The other day, my friend, Temi was celebrating her birthday, and I couldn’t help but give her a special shout-out for being one of the reasons I now tolerate hugs—and, dare I say, enjoy them for more than two seconds.
You see, like most of my close friends, Temi’s a hugger. I’m not. When we first met in 2021 and she'd want to give me a random tight hug, in my mind, I’d always be like “What’s wrong with this one?”
But over time, those big, warm hugs started to grow on me, and the height difference is a plus (She's 5'10, and I'm about 5'5). Maybe that’s why I tell her I’m using her as a ‘point of contact’ for my preferred height ratio in a relationship, but I digress.
For a long time, I wasn’t the hug-hug, blow-kisses, hold-your-hand type of friend. I had (and still have) a “don’t touch me unnecessarily” policy. Because why must you touch people in someway just to make a point?
Every time someone gets too close, I flinch. If it's to smile or give you an encouragement, call me there.

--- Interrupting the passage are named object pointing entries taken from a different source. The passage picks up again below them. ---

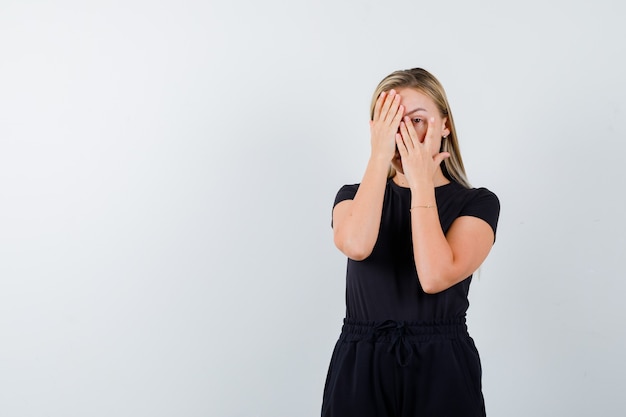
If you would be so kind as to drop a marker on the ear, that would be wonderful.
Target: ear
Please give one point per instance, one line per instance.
(444, 128)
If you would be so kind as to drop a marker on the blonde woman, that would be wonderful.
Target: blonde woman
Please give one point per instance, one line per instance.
(414, 232)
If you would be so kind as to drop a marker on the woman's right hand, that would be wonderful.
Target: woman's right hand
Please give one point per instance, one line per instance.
(388, 113)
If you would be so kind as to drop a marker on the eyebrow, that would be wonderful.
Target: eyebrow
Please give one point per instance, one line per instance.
(416, 110)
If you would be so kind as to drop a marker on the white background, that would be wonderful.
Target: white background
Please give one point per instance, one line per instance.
(167, 173)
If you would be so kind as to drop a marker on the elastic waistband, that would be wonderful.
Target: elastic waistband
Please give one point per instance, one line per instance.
(389, 329)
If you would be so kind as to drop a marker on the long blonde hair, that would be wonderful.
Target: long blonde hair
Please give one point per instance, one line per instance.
(423, 81)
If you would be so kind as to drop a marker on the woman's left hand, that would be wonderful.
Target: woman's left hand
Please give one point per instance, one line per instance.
(420, 159)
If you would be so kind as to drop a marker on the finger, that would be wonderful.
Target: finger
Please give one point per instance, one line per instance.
(404, 131)
(430, 131)
(386, 103)
(401, 146)
(397, 118)
(393, 104)
(379, 104)
(411, 131)
(394, 109)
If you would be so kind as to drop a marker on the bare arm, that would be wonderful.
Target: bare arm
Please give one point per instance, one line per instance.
(356, 222)
(441, 260)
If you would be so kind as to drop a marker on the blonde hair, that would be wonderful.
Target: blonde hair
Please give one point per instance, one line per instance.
(423, 81)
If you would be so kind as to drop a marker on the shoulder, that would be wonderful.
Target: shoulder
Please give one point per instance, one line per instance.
(476, 202)
(484, 204)
(346, 192)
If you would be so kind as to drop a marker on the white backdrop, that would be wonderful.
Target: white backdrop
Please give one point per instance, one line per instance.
(167, 172)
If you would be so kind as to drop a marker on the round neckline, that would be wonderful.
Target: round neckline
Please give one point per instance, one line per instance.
(398, 186)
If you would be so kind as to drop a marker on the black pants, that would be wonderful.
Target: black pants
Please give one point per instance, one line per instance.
(399, 369)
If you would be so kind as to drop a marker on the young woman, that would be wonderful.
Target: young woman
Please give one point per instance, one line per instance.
(414, 231)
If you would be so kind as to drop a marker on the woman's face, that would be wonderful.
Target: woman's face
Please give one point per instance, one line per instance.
(420, 108)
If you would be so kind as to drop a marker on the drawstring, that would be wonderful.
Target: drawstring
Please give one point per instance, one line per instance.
(398, 339)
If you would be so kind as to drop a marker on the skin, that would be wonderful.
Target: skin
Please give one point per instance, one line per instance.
(406, 132)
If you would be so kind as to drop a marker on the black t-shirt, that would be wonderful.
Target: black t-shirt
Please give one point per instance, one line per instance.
(385, 286)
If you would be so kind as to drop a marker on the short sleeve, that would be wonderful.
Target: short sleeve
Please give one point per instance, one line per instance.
(347, 192)
(486, 206)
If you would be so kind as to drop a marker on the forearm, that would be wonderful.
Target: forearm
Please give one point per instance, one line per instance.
(357, 232)
(434, 258)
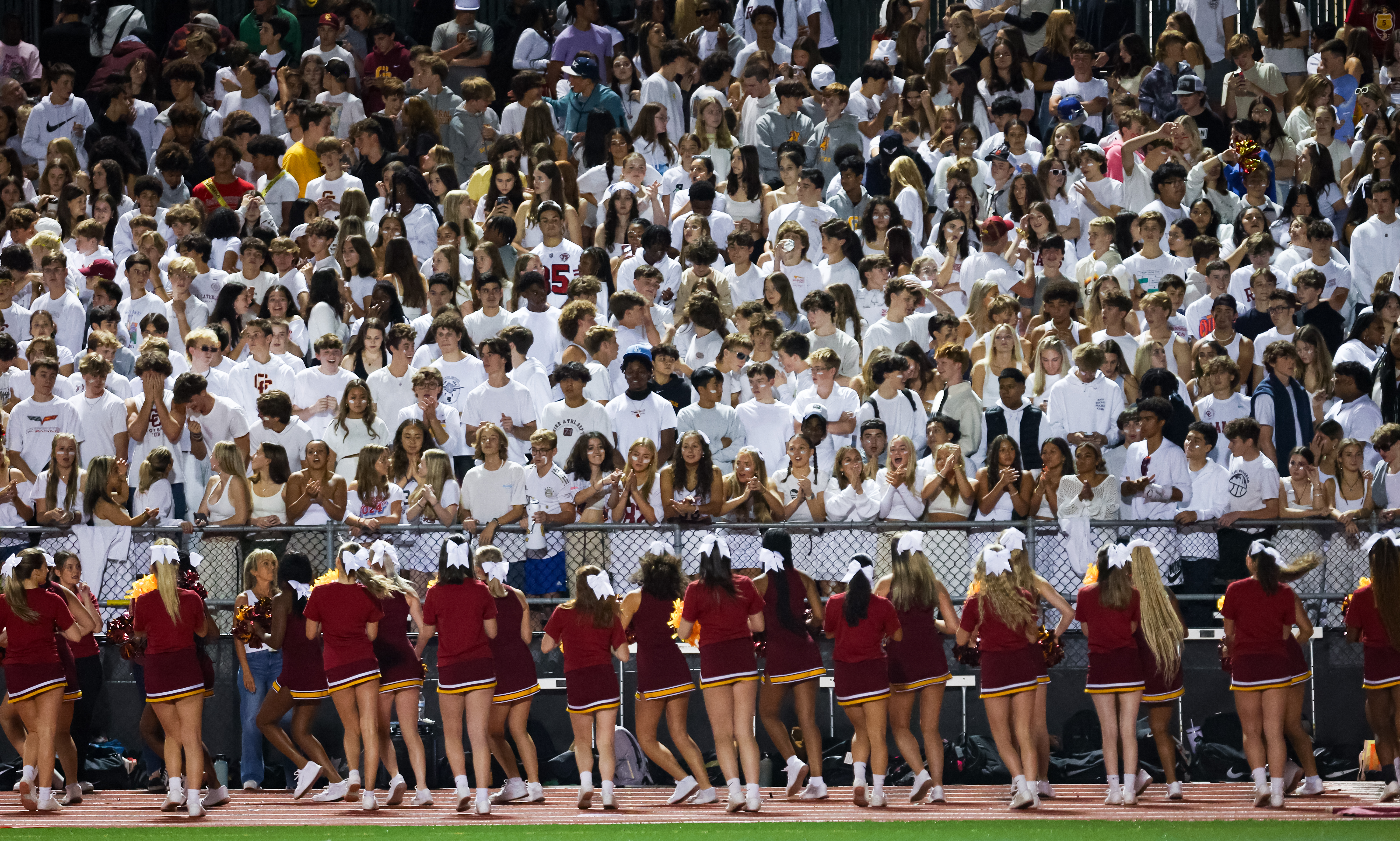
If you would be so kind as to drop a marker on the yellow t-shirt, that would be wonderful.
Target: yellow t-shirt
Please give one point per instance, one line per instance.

But don’t invade my space by getting any closer, especially if I'm yet to be comfortable around you.
The other day, I was blowing my best friend a kiss on a video call, she laughs and then says, “When did you even start all these ones?” Also, I remember another time I gave one of my male friends a hug and with a big smile on his face, he went, “Debola hugged me?!”
My physical touch game 🤝🏿bad PR.
My friends always joke about, “So, what’s going to happen when you eventually sign for a lifetime of physical touch (in marriage), when your body is no longer only yours?” And honestly, my heart will race just thinking about it.
Abeg o, let's be calming down.1
The idea of crossing that physical touch line from a platonic context where I'm still finding my footing to a deeper level of intimacy where it’s necessary feels like such a big deal (and indeed it is).
But you know what? I guess recently, I’m beginning to grow more into the thought. Clap for me. I now give and receive hugs more than I used to (even if it's a side-hug).
I think I might just like physical touch a little bit. On my own terms, though. And thank God I still have that autonomy. For now, my body is the Lord’s, and in some way, mine.
It is the Lord’s, in that it is submitted to His Lordship. But it is mine to steward. And when the time comes to let another in, in a deeper, more intimate, one-flesh context, then… Songs of Solomon to the rescue? I don't know.
Let me also add that I recognize that what I’ve written about physical touch is probably a lot more than what the concept actually entails. It’s not my primary love language, so what do I really know? Forgive me, o thou expert.
Finally, I hope this letter reminds you that growth is possible, even when it feels awkward at first. And that’s okay. These moments of vulnerability are supposed to bring us closer to the heart of people who matter most.
I hope that whether you flinch at a hug or not, you know that vulnerability is a journey.
Hugs?🫂
Addendum: And to those of you who randomly or playfully touch people you're in weird places… why on earth are you smacking someone elses’ bum? What kind of sick joke is that? Tsk.
💌: Happy new month, everyone. Welcome to the second quarter of the year. This letter wasn't planned, but I decided to make the most of the holiday to write you something.
I pray that the Lord, who is your Shepherd, will be gracious to you this month in every way. Please be kind to yourself. 💛
Yours in Quality Time, Adebola. 🦋
Let's take it easy
Hey. Thank you so much for sharing I used to dislike hugs a lot too.
Now I think that as life gets tougher I'm more receptive to hugs a whole lot more.
I actually thought that you were the person looking like the hugged one in that picture! The irony indeed!🤣
But yeah, I can relate to this. Thanks to my friend, hugs are growing on me.